Чтобы победить, необходима не романтическая тактика, опирающаяся на призрачный план, а тактика революционная. Необходимо подготовить единовременное выступление пролетариата по всей России. Это первое условие. Никакие местные демонстрации не могут уже теперь иметь серьезного политического значения. После петербургского восстания должно иметь место только всероссийское восстание. Разрозненные вспышки будут только безрезультатно сжигать драгоценную революционную энергию. Разумеется, поскольку они возникают самопроизвольно, как запоздалый отголосок петербургского восстания, они должны быть энергично использованы для революционизирования и сплочения масс и для популяризации в их среде мысли о всероссийском восстании, как о задаче ближайших месяцев, может быть недель. Эта мысль, сделавшись достоянием масс, уже сама по себе способна концентрировать их боевую энергию, удерживать от партизанских вспышек, с одной стороны, и учить на опыте революционных вспышек делу революционного сплочения, с другой.

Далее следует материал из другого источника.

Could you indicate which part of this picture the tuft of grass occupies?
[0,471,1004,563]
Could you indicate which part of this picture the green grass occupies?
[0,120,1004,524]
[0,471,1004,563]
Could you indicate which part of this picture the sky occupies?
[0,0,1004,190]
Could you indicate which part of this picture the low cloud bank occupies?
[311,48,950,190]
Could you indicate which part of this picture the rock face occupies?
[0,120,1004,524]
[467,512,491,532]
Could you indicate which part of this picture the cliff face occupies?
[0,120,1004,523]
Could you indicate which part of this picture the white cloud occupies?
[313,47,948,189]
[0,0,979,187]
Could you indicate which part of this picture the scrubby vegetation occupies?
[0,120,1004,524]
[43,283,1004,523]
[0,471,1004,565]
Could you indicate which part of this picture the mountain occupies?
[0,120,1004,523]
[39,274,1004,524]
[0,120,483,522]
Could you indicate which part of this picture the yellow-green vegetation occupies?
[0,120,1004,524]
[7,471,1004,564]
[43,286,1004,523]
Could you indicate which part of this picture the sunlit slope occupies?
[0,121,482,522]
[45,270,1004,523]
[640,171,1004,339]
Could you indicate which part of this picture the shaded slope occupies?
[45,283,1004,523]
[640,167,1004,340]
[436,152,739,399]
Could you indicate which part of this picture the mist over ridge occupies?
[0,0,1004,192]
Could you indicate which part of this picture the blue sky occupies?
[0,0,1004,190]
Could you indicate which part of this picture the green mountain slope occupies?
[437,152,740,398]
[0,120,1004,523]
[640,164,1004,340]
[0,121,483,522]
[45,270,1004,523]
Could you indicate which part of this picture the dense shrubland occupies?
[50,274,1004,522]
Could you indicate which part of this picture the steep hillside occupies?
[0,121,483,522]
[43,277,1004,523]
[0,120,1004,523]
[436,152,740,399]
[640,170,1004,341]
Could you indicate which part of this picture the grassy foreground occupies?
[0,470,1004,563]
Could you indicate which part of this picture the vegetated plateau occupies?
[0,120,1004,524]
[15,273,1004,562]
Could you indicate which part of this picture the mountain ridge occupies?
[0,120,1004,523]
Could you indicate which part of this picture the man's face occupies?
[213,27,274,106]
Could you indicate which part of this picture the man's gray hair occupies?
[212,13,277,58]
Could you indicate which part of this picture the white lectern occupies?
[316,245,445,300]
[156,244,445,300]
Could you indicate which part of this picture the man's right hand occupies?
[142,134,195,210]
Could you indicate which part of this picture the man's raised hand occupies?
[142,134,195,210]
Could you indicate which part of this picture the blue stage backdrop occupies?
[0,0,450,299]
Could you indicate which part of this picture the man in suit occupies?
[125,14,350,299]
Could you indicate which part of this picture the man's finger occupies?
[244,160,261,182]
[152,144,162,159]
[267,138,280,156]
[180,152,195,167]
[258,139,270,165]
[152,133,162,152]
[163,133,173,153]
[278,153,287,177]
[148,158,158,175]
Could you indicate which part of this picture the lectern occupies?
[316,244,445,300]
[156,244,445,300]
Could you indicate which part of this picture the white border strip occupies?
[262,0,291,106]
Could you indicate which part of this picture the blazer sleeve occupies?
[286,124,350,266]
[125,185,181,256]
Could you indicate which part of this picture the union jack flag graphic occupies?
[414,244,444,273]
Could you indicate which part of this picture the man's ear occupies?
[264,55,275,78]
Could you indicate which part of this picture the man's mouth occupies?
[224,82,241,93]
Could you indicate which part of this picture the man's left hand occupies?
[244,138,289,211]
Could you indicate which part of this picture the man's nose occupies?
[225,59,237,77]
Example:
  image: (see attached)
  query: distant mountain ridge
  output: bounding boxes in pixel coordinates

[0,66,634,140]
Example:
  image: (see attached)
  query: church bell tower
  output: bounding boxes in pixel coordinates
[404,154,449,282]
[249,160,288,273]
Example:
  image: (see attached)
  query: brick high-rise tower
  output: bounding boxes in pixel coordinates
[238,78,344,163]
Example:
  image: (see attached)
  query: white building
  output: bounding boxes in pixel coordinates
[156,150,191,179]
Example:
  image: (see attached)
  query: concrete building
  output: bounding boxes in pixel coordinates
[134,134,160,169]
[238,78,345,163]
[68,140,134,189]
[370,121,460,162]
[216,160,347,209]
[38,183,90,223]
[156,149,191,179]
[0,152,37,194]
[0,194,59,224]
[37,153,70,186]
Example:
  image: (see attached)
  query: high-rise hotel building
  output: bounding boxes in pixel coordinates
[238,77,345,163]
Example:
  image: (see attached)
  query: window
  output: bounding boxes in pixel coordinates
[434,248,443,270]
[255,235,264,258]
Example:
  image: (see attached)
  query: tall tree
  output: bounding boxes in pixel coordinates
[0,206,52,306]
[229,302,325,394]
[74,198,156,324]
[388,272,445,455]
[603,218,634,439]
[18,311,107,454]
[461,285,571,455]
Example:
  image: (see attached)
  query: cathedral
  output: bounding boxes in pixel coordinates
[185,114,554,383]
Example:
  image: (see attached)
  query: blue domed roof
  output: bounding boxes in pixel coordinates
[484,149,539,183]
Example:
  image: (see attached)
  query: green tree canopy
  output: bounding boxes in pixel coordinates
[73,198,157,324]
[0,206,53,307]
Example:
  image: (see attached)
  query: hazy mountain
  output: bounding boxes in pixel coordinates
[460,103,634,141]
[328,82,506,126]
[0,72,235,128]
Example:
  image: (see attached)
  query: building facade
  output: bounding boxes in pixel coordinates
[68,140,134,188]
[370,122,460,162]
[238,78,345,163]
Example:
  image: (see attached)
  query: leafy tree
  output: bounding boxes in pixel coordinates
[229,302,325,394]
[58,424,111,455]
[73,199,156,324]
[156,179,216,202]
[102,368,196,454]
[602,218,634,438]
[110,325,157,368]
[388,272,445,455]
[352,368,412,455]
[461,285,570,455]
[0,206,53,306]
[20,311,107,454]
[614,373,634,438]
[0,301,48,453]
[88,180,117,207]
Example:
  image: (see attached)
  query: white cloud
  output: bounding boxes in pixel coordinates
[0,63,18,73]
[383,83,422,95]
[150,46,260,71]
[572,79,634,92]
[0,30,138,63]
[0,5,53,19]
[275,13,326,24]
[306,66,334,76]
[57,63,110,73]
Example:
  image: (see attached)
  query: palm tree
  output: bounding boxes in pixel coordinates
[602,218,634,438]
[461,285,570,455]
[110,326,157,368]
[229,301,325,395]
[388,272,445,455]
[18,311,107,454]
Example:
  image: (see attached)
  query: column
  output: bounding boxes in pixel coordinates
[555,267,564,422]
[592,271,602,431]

Здесь не место говорить о технике народного выступления. Вопросы революционной техники могут ставиться и решаться лишь практически – под живым давлением борьбы и при непрестанном общении всех активных работников Партии. Но несомненно, что вопросы революционно-технической организации выступления масс получают теперь колоссальное значение. К этим вопросам события призывают коллективную мысль Партии.
Здесь можно лишь попытаться вопросы революционной техники установить в надлежащие политические перспективы.

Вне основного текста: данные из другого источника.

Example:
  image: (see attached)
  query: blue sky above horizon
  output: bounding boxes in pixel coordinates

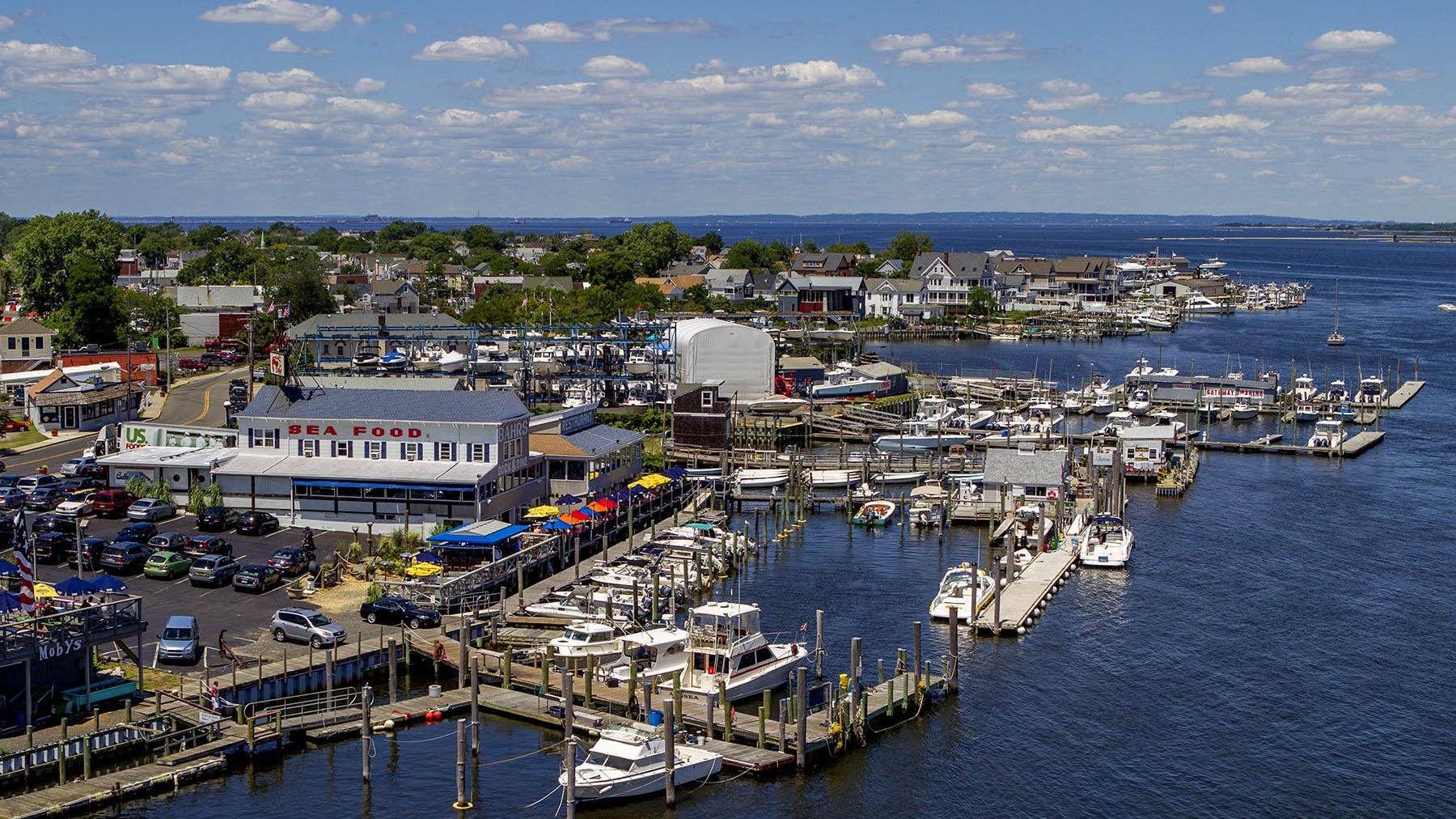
[0,0,1456,220]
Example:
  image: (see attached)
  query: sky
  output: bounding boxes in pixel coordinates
[0,0,1456,222]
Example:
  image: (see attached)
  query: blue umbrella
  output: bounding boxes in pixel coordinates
[55,575,96,597]
[91,573,127,592]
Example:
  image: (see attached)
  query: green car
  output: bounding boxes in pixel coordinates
[142,552,193,580]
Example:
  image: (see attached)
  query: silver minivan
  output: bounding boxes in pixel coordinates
[157,615,202,663]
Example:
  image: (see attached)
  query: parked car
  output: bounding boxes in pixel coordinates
[142,551,193,580]
[99,541,151,574]
[268,608,348,648]
[15,472,61,493]
[31,511,76,535]
[235,508,278,535]
[157,615,202,663]
[35,532,76,562]
[66,537,111,571]
[55,490,96,517]
[147,532,186,552]
[91,490,137,517]
[127,497,178,520]
[233,562,282,595]
[25,486,66,511]
[61,455,96,477]
[360,597,440,628]
[182,535,233,557]
[197,506,237,532]
[268,546,313,577]
[186,555,242,586]
[112,523,157,544]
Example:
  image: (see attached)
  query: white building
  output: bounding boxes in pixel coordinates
[673,319,773,401]
[213,386,546,529]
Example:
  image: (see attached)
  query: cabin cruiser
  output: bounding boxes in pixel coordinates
[1305,418,1345,449]
[557,728,724,801]
[930,562,996,619]
[1067,515,1132,568]
[546,621,622,670]
[659,602,808,707]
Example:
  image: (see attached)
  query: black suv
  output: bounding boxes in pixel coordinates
[197,506,237,532]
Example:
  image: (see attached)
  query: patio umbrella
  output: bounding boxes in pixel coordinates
[91,573,127,592]
[55,575,96,597]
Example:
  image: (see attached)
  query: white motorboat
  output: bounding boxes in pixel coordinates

Прежде всего мысль останавливается пред вопросом о вооружении. Петербургские пролетарии проявили громадный героизм. Но этот невооруженный героизм толпы оказался неспособен противостоять вооруженному идиотизму казармы. Значит для победы необходимо, чтоб революционный народ стал вооруженным народом. В этом ответе скрывается, однако, внутреннее противоречие. Для вооружения народа недостаточно тех конспиративных «арсеналов», которыми может располагать революционная организация. Пусть эта последняя вооружает отдельных рабочих, непосредственно с нею связанных, – она сделает полезное дело. Но отсюда до вооружения масс так же далеко, как от индивидуальных убийств до революции. Пусть та или другая группа рабочих овладеет оружейной лавкой, – очень хорошо, но совершенно недостаточно для вооружения народа. Обильные запасы оружия имеются только в государственных арсеналах, т.-е. в распоряжении нашего прямого врага, и состоят под охраной той самой армии, против которой должны быть направлены. Для того, чтобы овладеть оружием, нужно преодолеть сопротивление армии. Но ведь именно для этого-то и нужно оружие. Это противоречие разрешается, однако, в самом процессе столкновения народа с армией. Революционная масса подчиняет себе часть или частицу армии, – это уже громадное завоевание. Дальше вооружение народа и «деморализация» войска пойдут неудержимо вперед, подталкивая друг друга. Но как будет достигнута первая победа над частицей армии?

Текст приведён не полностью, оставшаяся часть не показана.